Earlier today I went for a walk in the Seven Woods of Coole Park.
In the visitors centre I found this image on display. In an accompanying extract from the childhoodmemories of Lady Augusta Gregory’s granddaughters (from their book ‘Me and Nu’) the piper was named as ‘Curly the Piper’. He visited the house in Coole regularly and was made welcome by Lady Gregory and he sometimes entertained the guests. Lady G. also collected stories and folklore from him.
I know, it looks like someone photoshopped a pic of Stephen Ruane into a Gregory family snap to make a nice exhibit. It’s a good story though.
THERE’S many a strong farmer
Whose heart would break in two,
If he could see the townland
That we are riding to;
Boughs have their fruit and blossom
At all times of the year;
Rivers are running over
With red beer and brown beer.
An old man plays the bagpipes
In a golden and silver wood;
Queens, their eyes blue like the ice,
Are dancing in a crowd.
That photo of poor old Curly used to be on the old NPU website photo section. I always thought it looked like the photo was taken just as Curly was about to sit down and was told by some person in authority to get his backside off the park bench! Either that or he’s sitting on a biscuit tin placed on the bench. Strange. Seems an uncomfortable way to play the pipes.

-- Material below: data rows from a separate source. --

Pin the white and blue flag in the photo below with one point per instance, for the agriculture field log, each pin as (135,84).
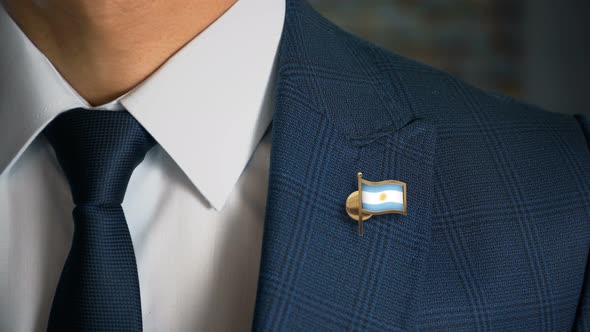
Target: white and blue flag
(383,197)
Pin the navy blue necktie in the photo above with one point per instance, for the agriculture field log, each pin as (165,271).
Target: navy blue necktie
(98,289)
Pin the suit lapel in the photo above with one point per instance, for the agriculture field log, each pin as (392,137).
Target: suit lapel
(332,121)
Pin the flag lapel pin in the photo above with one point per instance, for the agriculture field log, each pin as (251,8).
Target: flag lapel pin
(374,198)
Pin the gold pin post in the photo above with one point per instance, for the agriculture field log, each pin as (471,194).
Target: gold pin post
(360,178)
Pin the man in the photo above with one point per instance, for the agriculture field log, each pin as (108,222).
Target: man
(233,221)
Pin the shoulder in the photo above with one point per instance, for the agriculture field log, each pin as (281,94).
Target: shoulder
(352,78)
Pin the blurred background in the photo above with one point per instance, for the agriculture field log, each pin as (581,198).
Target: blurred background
(536,50)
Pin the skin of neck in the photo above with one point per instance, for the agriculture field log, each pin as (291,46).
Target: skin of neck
(104,48)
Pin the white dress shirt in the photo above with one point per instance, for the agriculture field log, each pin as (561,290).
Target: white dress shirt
(195,206)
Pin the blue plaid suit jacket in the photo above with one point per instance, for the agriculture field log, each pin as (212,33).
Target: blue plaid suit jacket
(497,232)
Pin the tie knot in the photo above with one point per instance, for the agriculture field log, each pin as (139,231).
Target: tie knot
(98,151)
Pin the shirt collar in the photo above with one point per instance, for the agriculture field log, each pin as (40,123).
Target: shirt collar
(208,106)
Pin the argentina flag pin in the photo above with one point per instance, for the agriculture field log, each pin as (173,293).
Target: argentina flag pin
(374,198)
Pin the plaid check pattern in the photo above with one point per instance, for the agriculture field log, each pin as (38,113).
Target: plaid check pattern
(498,226)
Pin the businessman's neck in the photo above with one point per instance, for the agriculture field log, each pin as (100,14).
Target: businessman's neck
(105,48)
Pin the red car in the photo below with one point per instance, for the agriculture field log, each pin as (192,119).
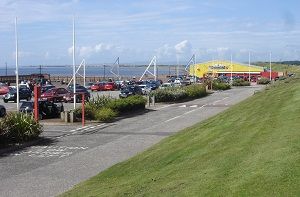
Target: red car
(55,94)
(4,89)
(110,86)
(98,86)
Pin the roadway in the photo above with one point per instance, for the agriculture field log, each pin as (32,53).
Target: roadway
(70,154)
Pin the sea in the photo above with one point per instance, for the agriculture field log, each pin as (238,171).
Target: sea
(126,70)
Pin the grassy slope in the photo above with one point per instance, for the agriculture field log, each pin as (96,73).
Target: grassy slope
(251,149)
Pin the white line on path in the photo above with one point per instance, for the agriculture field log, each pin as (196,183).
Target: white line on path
(173,118)
(185,113)
(159,108)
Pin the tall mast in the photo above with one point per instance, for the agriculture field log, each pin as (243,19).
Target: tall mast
(17,66)
(74,72)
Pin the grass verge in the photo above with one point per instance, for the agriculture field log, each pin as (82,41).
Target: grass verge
(251,149)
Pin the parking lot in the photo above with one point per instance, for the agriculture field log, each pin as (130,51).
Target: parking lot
(11,106)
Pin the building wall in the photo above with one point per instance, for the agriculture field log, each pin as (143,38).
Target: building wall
(223,67)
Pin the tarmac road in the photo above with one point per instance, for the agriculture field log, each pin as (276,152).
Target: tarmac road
(70,154)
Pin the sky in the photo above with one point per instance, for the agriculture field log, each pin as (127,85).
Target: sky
(137,30)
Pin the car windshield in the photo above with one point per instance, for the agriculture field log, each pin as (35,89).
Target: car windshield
(50,91)
(128,89)
(26,104)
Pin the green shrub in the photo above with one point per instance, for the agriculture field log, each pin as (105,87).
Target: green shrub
(263,81)
(128,104)
(169,94)
(99,101)
(18,127)
(216,85)
(195,91)
(89,112)
(240,82)
(179,93)
(105,114)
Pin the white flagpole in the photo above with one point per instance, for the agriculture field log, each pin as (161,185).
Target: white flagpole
(249,78)
(195,70)
(74,72)
(270,66)
(17,66)
(231,68)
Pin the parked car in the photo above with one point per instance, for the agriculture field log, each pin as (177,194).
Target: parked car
(110,86)
(44,88)
(153,84)
(24,94)
(46,109)
(98,86)
(2,111)
(166,85)
(55,94)
(4,89)
(79,91)
(88,85)
(145,89)
(130,90)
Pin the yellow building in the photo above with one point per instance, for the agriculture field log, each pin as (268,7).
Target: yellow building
(217,68)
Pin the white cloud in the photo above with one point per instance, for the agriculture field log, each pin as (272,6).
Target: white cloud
(88,51)
(183,47)
(165,51)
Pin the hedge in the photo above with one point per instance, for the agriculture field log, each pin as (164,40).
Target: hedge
(105,108)
(19,127)
(240,82)
(263,81)
(173,94)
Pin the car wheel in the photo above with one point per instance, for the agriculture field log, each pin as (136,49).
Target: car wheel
(2,112)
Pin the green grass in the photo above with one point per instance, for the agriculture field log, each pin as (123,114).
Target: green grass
(280,67)
(251,149)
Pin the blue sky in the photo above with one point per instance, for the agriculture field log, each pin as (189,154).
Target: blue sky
(137,30)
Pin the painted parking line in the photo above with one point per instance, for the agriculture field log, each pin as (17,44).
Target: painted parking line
(159,108)
(50,151)
(172,118)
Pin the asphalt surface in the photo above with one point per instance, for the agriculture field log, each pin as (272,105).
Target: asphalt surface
(70,154)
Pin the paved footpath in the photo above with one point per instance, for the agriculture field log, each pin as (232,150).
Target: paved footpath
(70,154)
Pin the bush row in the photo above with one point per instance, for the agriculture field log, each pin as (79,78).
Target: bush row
(19,127)
(240,82)
(105,108)
(218,85)
(263,81)
(179,93)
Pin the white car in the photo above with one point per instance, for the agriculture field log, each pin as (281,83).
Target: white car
(166,85)
(145,89)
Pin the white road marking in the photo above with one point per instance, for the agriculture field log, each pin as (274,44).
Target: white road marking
(51,151)
(159,108)
(190,111)
(172,118)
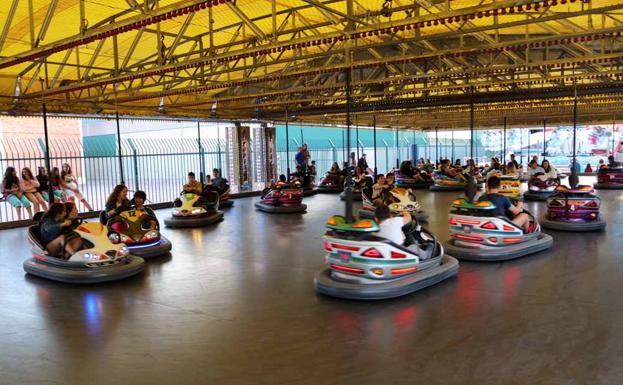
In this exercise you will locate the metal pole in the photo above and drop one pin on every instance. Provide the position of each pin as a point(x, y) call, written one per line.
point(119, 146)
point(47, 154)
point(544, 138)
point(201, 163)
point(529, 135)
point(218, 140)
point(573, 178)
point(374, 131)
point(436, 145)
point(504, 146)
point(453, 144)
point(397, 149)
point(357, 137)
point(287, 148)
point(413, 146)
point(521, 146)
point(614, 122)
point(348, 190)
point(471, 126)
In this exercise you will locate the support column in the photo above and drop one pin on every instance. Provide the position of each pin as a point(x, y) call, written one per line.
point(119, 147)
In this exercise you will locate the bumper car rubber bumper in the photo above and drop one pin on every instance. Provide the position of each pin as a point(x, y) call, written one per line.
point(290, 209)
point(226, 204)
point(537, 196)
point(329, 189)
point(505, 253)
point(209, 219)
point(608, 186)
point(325, 284)
point(415, 186)
point(145, 252)
point(356, 196)
point(596, 225)
point(421, 216)
point(437, 187)
point(133, 266)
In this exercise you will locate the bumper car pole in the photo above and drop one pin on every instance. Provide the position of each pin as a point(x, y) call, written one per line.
point(348, 190)
point(573, 178)
point(287, 148)
point(47, 153)
point(374, 134)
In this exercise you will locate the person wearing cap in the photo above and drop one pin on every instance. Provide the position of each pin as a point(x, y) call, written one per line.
point(363, 163)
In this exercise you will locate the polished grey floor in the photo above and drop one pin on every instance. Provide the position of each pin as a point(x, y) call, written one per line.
point(234, 304)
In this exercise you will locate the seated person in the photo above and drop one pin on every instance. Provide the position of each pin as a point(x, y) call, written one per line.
point(451, 172)
point(138, 201)
point(392, 228)
point(56, 240)
point(298, 175)
point(511, 170)
point(193, 186)
point(549, 171)
point(390, 181)
point(601, 164)
point(219, 183)
point(612, 163)
point(588, 168)
point(534, 169)
point(117, 202)
point(377, 189)
point(504, 206)
point(282, 181)
point(71, 213)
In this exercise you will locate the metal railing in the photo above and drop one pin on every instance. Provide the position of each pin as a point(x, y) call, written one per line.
point(157, 166)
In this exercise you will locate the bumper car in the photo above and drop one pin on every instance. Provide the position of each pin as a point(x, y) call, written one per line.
point(99, 261)
point(192, 210)
point(358, 187)
point(510, 186)
point(573, 209)
point(409, 182)
point(330, 184)
point(362, 266)
point(609, 178)
point(282, 200)
point(224, 200)
point(132, 229)
point(445, 183)
point(540, 190)
point(402, 200)
point(477, 234)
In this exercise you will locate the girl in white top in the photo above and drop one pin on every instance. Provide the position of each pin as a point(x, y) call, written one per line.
point(549, 171)
point(29, 185)
point(71, 185)
point(534, 168)
point(391, 227)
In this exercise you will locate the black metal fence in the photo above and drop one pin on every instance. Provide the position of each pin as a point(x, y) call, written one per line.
point(157, 166)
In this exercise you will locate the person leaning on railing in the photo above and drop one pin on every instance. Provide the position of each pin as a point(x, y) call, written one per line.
point(70, 184)
point(13, 194)
point(29, 185)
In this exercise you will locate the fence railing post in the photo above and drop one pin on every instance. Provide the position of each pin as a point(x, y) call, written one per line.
point(386, 155)
point(134, 163)
point(333, 150)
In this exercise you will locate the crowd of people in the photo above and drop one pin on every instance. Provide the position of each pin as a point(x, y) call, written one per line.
point(26, 191)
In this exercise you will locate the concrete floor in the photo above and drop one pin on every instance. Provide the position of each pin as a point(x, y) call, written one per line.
point(235, 305)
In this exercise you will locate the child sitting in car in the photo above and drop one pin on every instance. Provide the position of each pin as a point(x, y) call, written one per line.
point(54, 235)
point(138, 202)
point(503, 205)
point(193, 186)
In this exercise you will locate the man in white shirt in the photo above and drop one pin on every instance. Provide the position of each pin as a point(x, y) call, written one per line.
point(391, 227)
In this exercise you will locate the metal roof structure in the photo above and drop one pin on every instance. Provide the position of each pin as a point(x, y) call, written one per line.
point(410, 63)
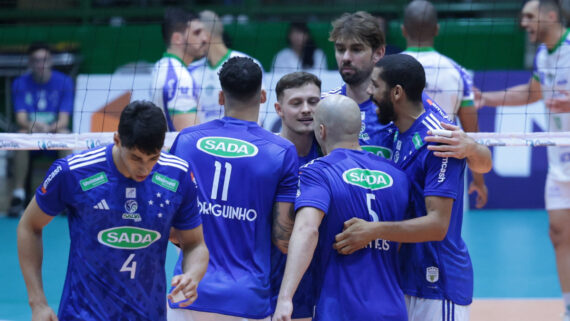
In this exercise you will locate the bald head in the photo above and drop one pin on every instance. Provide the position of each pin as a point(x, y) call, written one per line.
point(212, 23)
point(340, 116)
point(420, 21)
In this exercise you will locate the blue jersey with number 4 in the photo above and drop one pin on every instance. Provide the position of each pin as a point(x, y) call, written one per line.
point(346, 184)
point(119, 232)
point(241, 171)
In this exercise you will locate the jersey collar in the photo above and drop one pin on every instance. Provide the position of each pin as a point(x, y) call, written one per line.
point(560, 41)
point(221, 61)
point(419, 49)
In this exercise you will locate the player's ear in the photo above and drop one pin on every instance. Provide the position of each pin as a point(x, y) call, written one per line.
point(116, 139)
point(378, 54)
point(221, 98)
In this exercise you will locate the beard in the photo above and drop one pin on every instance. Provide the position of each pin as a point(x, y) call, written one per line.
point(386, 112)
point(358, 77)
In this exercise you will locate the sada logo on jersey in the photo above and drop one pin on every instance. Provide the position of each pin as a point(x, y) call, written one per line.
point(127, 237)
point(379, 151)
point(226, 147)
point(368, 179)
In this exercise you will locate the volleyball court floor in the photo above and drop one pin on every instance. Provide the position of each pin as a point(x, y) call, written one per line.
point(515, 272)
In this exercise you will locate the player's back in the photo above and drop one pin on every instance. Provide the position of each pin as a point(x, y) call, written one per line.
point(363, 285)
point(241, 171)
point(446, 81)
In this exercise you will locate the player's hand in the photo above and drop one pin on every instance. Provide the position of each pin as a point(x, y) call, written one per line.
point(355, 236)
point(559, 104)
point(482, 193)
point(185, 285)
point(459, 145)
point(283, 310)
point(478, 98)
point(43, 313)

The angle of the shadow thrown by Curly’s leg seems the same as the shadows thrown by the group of toffs. Perhaps the detatched appearance of the background is some peculirity of tin-type photographs.
He is sitting with one cheek on an iron arm placed midway in the bench. If you look at the arm on the end of the bench, and then look at the piper’s feet, you will see the iron leg behind his foot.
No they don’t. Amazing how people can be foodled by a hat!
Some things to look at. Different face shape. Ruane has perfect posture… the other gent doesn’t and is quite hunched… maybe he was just popping a note or something?
Look at the bass drone also. The support strut on the bend is closer to the bend on Curly’s pipes by a good few inches.
Where do I know the Curly picture from? Is it in IM&M? … .just read back… the NPU site, yeah. I read more information on this photo somewhere… anyone had any luck in the NPU archive? I’ve looked with no success.
I wouldn’t count the posture. The piper could have been playing when one photo was taken and posing for the other. I know from bitter personal experience that I have the posture and expression of a troll when I’m concentrating on my playing (even worse when I have my teeth out ).
What you’re calling the strut on Curly’s pipes is more likely a shadow.
Isabella Augusta Persse was born in 1852, and married into the Gregory family (which owned Coole Park) in 1880. She was associated with Yeats from 1899 on, and died in 1932.
I’m guessing she was in her 60s or 70s in the photo, which would be roughly 1912 or later. Yeats (to the left of Lady Gregory) wrote “In the Seven Woods” in 1904, and “The Wild Swans at Coole” in 1917.